Good Fashion: Nonprofit Fashion for Good is linking with Alpine Group in a new sustainability-billed partnership.
The partnership builds on work to date including the year-old pilot program to find more sustainable solutions for black pigment. The project aims to validate and scale black pigments derived from waste feedstocks such as industrial carbon, algae and wood that could replace synthetic dyes.
Participating innovators such as Graviky Labs, Nature Coating and Living Ink, who produce black pigment from industrial carbon emissions and waste algae, will have their technologies validated and performance of their technical features assessed.
“Alpine Group has bold ambitions and tremendous commitment toward commercializing leading innovations. We are thrilled to bring them onboard as we work collectively to scale technologies that transform an industry,” said Fashion for Good managing director Katrin Ley.
The Fashion for Good platform unites brands, manufacturers and suppliers to collaborate on industry change and fostering circular solutions. The Amsterdam-based organization runs the Innovation Program, which provides fashion brands with access to funding, mentors and experts to take new methods to scale, as well as the Foundational Projects that aim to accelerate supply chain implementation.
Their Good Fashion Fund also works with producers in India, Bangladesh and Vietnam to shift at scale to more sustainable production processes. Corporate partners span Galeries Lafayette, Kering and PVH.

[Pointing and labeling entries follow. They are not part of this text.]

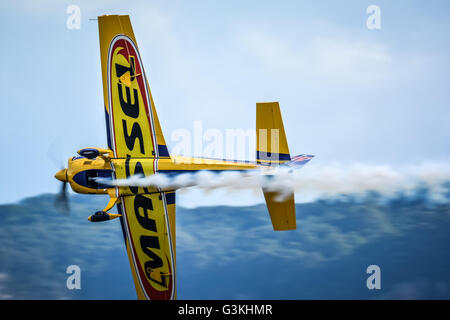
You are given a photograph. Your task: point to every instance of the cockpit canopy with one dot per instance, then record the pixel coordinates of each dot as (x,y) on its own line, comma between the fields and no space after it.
(87,178)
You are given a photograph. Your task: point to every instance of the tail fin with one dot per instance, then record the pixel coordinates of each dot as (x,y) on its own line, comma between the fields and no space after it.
(271,143)
(274,151)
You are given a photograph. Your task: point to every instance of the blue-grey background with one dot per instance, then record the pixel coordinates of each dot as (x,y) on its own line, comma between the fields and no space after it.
(233,253)
(348,94)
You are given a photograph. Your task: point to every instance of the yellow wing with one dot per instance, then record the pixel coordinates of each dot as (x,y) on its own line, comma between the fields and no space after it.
(132,123)
(133,129)
(148,222)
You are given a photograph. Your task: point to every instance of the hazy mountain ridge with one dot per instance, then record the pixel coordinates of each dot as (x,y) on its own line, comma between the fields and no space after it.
(232,252)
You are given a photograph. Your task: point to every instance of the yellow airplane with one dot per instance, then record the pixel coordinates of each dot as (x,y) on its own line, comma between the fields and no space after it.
(136,145)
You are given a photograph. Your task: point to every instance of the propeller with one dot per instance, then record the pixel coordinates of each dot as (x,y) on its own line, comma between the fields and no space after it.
(62,199)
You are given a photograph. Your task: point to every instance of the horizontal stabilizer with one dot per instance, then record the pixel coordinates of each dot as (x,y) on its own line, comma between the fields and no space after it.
(298,161)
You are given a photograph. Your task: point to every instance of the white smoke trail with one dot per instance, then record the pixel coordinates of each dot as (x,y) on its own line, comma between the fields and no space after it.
(314,181)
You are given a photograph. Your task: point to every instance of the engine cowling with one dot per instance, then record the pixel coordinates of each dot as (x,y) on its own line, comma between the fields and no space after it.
(101,216)
(89,153)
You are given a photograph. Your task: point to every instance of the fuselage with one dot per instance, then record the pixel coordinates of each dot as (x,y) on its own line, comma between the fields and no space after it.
(82,173)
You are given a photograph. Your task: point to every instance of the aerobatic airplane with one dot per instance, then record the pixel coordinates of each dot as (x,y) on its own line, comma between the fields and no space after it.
(136,145)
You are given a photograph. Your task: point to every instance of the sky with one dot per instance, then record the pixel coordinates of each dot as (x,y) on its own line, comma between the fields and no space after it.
(348,94)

Alpine Group’s dedicated innovation hub, Paradise Textiles, has worked on sustainability initiatives including textile-to-textile recycling technology at scale, as well as research on bio-based alternatives including corn and hemp as raw materials. Its Alex Apparel arm currently produces 27 million garments per year.

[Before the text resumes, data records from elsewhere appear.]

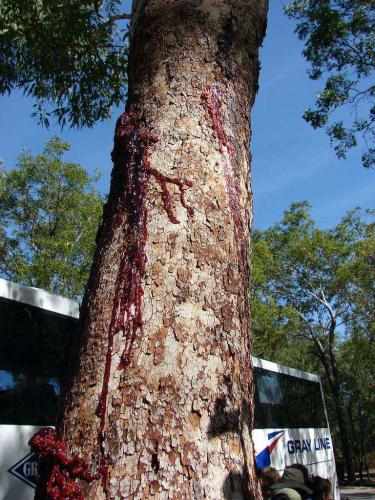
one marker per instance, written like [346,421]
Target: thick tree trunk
[161,403]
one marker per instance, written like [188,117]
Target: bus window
[284,401]
[34,349]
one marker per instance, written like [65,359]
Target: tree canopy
[313,301]
[49,213]
[340,46]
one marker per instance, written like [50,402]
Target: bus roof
[66,307]
[39,298]
[275,367]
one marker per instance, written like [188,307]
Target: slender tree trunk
[161,402]
[333,377]
[343,428]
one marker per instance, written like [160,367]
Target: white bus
[38,330]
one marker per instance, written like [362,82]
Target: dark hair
[270,475]
[321,487]
[303,469]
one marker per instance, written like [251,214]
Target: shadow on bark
[226,420]
[236,486]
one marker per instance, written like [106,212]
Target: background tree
[315,273]
[340,46]
[166,303]
[49,214]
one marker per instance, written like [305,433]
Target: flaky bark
[175,419]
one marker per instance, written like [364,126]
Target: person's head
[268,477]
[293,478]
[287,494]
[303,469]
[321,487]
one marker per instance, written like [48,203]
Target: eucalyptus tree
[161,401]
[340,46]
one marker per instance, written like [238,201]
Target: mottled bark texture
[176,418]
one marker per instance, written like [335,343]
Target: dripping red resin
[57,470]
[126,210]
[212,99]
[130,180]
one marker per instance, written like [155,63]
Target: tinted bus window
[35,347]
[284,401]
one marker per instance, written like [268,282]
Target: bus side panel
[311,447]
[17,463]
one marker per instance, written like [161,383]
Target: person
[291,486]
[268,477]
[321,487]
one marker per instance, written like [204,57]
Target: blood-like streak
[132,170]
[212,100]
[125,211]
[57,470]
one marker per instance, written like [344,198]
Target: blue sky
[291,161]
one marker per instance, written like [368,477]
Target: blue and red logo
[263,459]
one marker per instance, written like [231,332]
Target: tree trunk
[343,428]
[161,403]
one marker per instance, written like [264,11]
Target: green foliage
[49,213]
[70,56]
[313,306]
[340,45]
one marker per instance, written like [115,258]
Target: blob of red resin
[57,470]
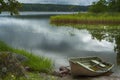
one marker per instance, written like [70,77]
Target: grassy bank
[87,18]
[36,63]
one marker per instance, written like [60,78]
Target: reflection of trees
[109,35]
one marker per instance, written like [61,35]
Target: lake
[33,32]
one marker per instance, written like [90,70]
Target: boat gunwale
[108,69]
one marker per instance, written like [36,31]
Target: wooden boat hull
[80,69]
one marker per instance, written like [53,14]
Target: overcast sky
[73,2]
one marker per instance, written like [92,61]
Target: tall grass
[87,18]
[36,63]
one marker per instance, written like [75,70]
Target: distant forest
[53,7]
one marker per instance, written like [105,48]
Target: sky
[72,2]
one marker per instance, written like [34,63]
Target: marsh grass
[87,18]
[36,63]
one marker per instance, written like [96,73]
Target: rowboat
[89,66]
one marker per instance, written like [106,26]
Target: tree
[10,5]
[100,6]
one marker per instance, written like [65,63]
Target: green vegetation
[105,6]
[10,5]
[36,63]
[52,7]
[87,18]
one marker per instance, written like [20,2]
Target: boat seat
[99,63]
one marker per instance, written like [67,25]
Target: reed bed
[87,18]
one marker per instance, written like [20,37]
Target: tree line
[100,6]
[105,6]
[52,7]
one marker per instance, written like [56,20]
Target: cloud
[73,2]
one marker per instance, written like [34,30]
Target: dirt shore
[109,76]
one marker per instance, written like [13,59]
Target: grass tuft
[36,63]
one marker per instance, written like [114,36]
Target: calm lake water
[33,32]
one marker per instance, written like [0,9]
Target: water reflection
[111,36]
[38,36]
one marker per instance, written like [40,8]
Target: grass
[36,63]
[32,76]
[87,18]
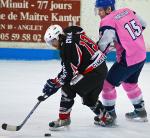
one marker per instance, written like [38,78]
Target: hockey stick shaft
[17,128]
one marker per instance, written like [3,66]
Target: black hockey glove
[49,89]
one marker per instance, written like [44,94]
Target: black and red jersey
[79,54]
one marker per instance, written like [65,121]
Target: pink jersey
[129,34]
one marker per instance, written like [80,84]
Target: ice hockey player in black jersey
[83,71]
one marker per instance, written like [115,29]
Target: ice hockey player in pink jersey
[121,29]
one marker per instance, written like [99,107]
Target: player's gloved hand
[50,88]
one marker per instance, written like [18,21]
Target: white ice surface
[21,82]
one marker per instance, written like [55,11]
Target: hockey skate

Open Call: Grant applications opened Tuesday for an industry-led decarbonization funding project.
The nonprofit Apparel Impact Institute is spearheading the efforts after unveiling Its Climate Solutions Portfolio last year as part of a collaborative funding effort aptly called the “Fashion Climate Fund.” Brands such as Lululemon and H&M Group are already part of Aii’s $250 million fund to decarbonize the fashion supply chain by funding solutions.

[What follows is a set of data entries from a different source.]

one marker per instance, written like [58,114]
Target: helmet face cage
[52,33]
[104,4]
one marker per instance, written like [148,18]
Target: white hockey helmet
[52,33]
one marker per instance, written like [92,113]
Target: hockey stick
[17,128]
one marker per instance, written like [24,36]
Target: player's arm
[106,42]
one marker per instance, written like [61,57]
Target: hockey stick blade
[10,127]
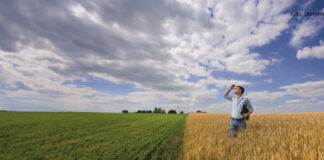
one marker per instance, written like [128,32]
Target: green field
[77,135]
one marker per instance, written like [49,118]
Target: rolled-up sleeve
[228,97]
[249,105]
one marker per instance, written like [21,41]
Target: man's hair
[242,89]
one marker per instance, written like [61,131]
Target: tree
[172,111]
[144,111]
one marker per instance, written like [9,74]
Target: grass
[268,136]
[72,135]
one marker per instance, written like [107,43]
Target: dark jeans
[236,125]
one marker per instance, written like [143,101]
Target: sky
[107,56]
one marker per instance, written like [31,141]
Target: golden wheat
[268,136]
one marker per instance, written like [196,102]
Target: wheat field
[276,136]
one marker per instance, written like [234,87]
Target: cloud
[311,52]
[305,29]
[265,96]
[301,105]
[268,80]
[154,45]
[309,75]
[307,89]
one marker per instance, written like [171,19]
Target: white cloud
[311,52]
[307,89]
[265,96]
[127,43]
[301,105]
[308,28]
[276,60]
[268,80]
[309,75]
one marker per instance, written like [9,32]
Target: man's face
[237,90]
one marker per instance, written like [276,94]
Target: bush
[144,111]
[158,110]
[172,111]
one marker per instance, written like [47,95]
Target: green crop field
[77,135]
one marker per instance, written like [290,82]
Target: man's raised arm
[226,93]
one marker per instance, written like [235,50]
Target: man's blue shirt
[237,105]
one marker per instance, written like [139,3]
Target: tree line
[156,110]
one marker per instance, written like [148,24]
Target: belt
[241,119]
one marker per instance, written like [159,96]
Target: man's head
[239,90]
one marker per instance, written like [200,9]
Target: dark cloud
[18,85]
[76,39]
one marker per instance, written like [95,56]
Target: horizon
[71,56]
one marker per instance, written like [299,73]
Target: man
[238,120]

Aii’s hope is that the funding initiative will bolster existing progress (like the estimated $38 million in cost savings last year from programs like Clean by Design) and accelerate fashion’s decarbonization efforts.
The application is open Jan. 31 to March 1 and seeks solutions across the apparel supply chain. Grant allotments spanning $50,000 to $250,000 a year will be deployed beginning in June as determined by efficacy, reach, scale and cost, per Aii. The Climate Solutions Portfolio will be live in July, at which time Aii will announce the first funded solutions through the Fashion Climate Fund.
To be eligible for the Climate Solutions Portfolio, organizations — regardless of size and scale — must submit high-quality, verified data. Per Linda Greer, a scientist and advisory council member to Aii, high-quality data, specifically, entails quantifiable energy performance metrics or engineering methodology (and calculations) that can be verified.
Aii was jointly founded in 2017 by the Sustainable Apparel Coalition, Natural Resource Defense Council (NRDC), and companies such as Target, Gap, PVH and HSBC.